Pipelines and Rollout Store#

Pipelines

Pipelines in trlX provide a way to read from a dataset. They are used to fetch data from the dataset and feed it to the models for training or inference. The pipelines allow for efficient processing of the data and ensure that the models have access to the data they need for their tasks.

class trlx.pipeline.BasePipeline(path='dataset')[source]#
Parameters:

path (str) –

abstract create_loader(batch_size, shuffle, prep_fn=None, num_workers=0)[source]#

Create a dataloader for the pipeline

Parameters:
  • prep_fn (Optional[Callable]) – Typically a tokenizer.
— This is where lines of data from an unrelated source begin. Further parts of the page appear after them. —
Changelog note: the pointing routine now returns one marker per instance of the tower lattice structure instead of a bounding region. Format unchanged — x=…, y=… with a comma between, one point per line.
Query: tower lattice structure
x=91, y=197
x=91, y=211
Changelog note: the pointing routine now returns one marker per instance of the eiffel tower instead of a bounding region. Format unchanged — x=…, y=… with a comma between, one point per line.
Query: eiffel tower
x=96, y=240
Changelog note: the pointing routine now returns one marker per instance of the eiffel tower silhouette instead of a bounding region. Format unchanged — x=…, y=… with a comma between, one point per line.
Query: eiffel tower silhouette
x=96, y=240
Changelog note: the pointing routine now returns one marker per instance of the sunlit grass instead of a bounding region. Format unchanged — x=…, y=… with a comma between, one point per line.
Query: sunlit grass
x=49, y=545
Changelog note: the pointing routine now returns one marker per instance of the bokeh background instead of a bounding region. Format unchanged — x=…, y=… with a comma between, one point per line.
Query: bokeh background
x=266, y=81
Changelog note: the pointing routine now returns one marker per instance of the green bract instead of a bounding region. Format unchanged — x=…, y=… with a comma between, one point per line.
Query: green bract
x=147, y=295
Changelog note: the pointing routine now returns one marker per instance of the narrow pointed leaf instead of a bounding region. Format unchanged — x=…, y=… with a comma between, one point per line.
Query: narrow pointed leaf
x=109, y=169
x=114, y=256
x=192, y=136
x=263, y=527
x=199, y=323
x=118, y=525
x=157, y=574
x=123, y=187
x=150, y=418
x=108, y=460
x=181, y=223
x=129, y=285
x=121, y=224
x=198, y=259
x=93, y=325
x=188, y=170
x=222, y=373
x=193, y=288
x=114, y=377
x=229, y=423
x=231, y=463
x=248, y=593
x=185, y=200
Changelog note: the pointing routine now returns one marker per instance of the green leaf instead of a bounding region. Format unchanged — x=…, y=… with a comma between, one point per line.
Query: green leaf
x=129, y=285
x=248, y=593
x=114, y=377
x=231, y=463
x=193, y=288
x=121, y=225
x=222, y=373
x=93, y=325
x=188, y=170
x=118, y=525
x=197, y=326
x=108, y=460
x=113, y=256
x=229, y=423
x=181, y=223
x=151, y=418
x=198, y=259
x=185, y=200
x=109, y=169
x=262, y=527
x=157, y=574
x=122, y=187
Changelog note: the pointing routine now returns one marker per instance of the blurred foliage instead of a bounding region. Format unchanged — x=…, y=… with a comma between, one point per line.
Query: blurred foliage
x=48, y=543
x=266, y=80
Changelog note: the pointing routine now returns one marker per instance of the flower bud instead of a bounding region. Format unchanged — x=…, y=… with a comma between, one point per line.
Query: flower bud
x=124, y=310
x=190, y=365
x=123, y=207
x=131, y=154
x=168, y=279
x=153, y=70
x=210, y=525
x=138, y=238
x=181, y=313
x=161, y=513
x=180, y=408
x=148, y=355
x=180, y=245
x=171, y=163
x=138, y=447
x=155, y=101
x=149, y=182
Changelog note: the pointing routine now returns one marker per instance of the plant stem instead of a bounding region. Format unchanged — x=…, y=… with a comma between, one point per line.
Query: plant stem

Applied to GeneralElement after collation.

  • batch_size (int) –

  • shuffle (bool) –

  • num_workers (int) –

Return type:

DataLoader

class trlx.pipeline.BaseRolloutStore(capacity=-1)[source]#
abstract create_loader(batch_size, shuffle, prep_fn=None, num_workers=0)[source]#

Create a dataloader for the rollout store

Parameters:
  • prep_fn (Callable) – Applied to RLElement after collation (typically tokenizer)

  • batch_size (int) –

  • shuffle (bool) –

  • num_workers (int) –

Return type:

DataLoader

abstract push(exps)[source]#

Push experiences to rollout storage

Parameters:

exps (Iterable[Any]) –

Rollout Stores

Rollout stores in trlX are used to store experiences created for the models by the orchestrator. The experiences in the rollout stores serve as the training data for the models. The models use the experiences stored in their rollout stores to learn and improve their behavior. The rollout stores provide a convenient and efficient way for the models to access the experiences they need for training.

PPO

class trlx.pipeline.ppo_pipeline.PPORolloutStorage(pad_token_id)[source]#

Rollout storage for training PPO

create_loader(batch_size, shuffle)[source]#

Create a dataloader for the rollout store

Parameters:
  • prep_fn (Callable) – Applied to RLElement after collation (typically tokenizer)

  • batch_size (int) –

  • shuffle (bool) –

Return type:

DataLoader

push(exps)[source]#

Push experiences to rollout storage

Parameters:

exps (Iterable[PPORLElement]) –

ILQL

class trlx.pipeline.offline_pipeline.PromptPipeline(prompts, max_prompt_length, tokenizer)[source]#

Tokenizes prompts, unless they are already tokenized, and truncates them to max_prompt_length from the right

Parameters:
  • prompts (List[str]) –

  • max_prompt_length (int) –

  • tokenizer (PreTrainedTokenizer) –

create_loader(batch_size, shuffle=False)[source]#

Create a dataloader for the pipeline

Parameters:
  • prep_fn – Typically a tokenizer. Applied to GeneralElement after collation.

  • batch_size (int) –

Return type:

DataLoader

class trlx.pipeline.offline_pipeline.ILQLRolloutStorage(input_ids, attention_mask, rewards, states_ixs, actions_ixs, dones)[source]#

Rollout storage for training ILQL

create_loader(batch_size, drop_last=True)[source]#

Create a dataloader for the rollout store

Parameters:
  • prep_fn (Callable) – Applied to RLElement after collation (typically tokenizer)

  • batch_size (int) –